Do you have a voice in your head that doubts what you can accomplish? A nagging, critical voice that second guesses your abilities and remembers every single detail about any mistake you’ve ever made? You’re not alone! In fact, most people have a critical inner voice. The trick is to know how to silence it, so you can have the courage to set new goals and try new things. Just as our thoughts can give us many different negative messages, there are many ways you can turn down those messages. But here are the first three steps you can try as an effort to silence your inner critic (stay tuned for parts 2 and 3 of this series).

1. Name It

The first step to silencing your inner critic is to name that voice you hear. Learning to name your inner critic creates separation between you and the critic. It also enables you to give your inner critic a personality that helps you hear its concerns without needing to actually follow through with them. 

Like a well-meaning aunt or Debbie-downer of a friend, giving your inner voice a name loosens its power over you. You can now accept or reject parts of the story as you need or want to, says Specialist Branislava Majstorovic.

Allowing your inner critic to have a personality and name can make it easier for you to better understand what its intentions are for being critical in the first place.

2. Question the Authority

It may seem like you’re thinking facts, not ideas, but most of the time, that’s not true. The inner critic in our head wants to keep us safe by preventing us from going outside of our comfort zone, and it will use any negative detail to succeed.
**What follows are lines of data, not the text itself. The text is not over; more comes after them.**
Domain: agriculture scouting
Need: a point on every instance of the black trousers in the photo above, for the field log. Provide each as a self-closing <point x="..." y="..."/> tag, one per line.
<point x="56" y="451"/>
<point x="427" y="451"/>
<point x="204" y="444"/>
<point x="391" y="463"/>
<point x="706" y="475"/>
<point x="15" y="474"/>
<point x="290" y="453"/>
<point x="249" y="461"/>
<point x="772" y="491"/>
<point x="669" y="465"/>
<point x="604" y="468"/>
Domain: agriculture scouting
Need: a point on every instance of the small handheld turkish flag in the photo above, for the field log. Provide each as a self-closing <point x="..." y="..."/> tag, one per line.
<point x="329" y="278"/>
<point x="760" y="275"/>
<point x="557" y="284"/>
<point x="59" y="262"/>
So we have thoughts about our abilities, and they seem like they’re true, but they aren’t. 

The second step to silencing the critic is to question its authority. When you wonder where your thoughts are coming from, and why you think they’re true, you can get to the heart of your self-doubt, explains Coach Isela Munoz.
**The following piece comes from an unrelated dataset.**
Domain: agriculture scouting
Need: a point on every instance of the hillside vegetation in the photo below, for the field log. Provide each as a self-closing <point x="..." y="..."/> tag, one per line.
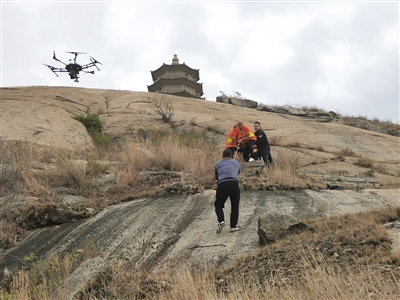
<point x="66" y="140"/>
Reminding yourself that “you are not your thoughts” can help you step outside of your mind and move beyond them.

3. Get a Little Help

If we’ve been listening to an inner voice for much of your life, it can be hard to stop listening, no matter how much we may want to because those thought patterns are now ingrained in us. We believe what that inner voice has told us, and it all just seems and feels real.
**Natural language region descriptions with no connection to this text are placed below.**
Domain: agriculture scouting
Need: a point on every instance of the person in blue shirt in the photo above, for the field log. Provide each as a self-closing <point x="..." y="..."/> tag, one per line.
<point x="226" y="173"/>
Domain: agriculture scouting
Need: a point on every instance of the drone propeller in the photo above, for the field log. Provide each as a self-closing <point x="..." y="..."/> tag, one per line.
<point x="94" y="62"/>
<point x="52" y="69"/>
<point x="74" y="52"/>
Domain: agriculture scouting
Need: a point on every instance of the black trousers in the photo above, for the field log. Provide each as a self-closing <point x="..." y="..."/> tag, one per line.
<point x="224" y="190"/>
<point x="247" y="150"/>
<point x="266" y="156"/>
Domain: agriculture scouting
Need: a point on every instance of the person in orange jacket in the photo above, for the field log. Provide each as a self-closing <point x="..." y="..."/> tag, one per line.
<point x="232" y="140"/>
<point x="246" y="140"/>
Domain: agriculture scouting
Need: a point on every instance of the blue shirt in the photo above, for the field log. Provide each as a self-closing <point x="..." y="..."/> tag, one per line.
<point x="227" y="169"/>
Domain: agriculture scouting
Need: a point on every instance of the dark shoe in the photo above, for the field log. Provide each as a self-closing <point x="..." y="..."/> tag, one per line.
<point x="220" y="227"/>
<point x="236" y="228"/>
This is why the third step of getting some help is important. Having an outside perspective of a trusted friend or coach can give you another perspective, and help you learn more about your critical inner voice, says Coach Andrew Ettenhofer

Learning to discern which parts of the inner critic you are going to choose to listen to is a skill that you need to practice. Having someone help you see a more accurate picture of what is happening can give you the boost you need at first.

Your inner critic may be there to “protect” you, but that doesn’t always mean it is worth listening to (or that it is actually protecting you). Learning to silence your critical inner voice can help you build confidence and recognize your strengths and unique traits. It can help you take the risks you need to learn something new or to grow and develop yourself.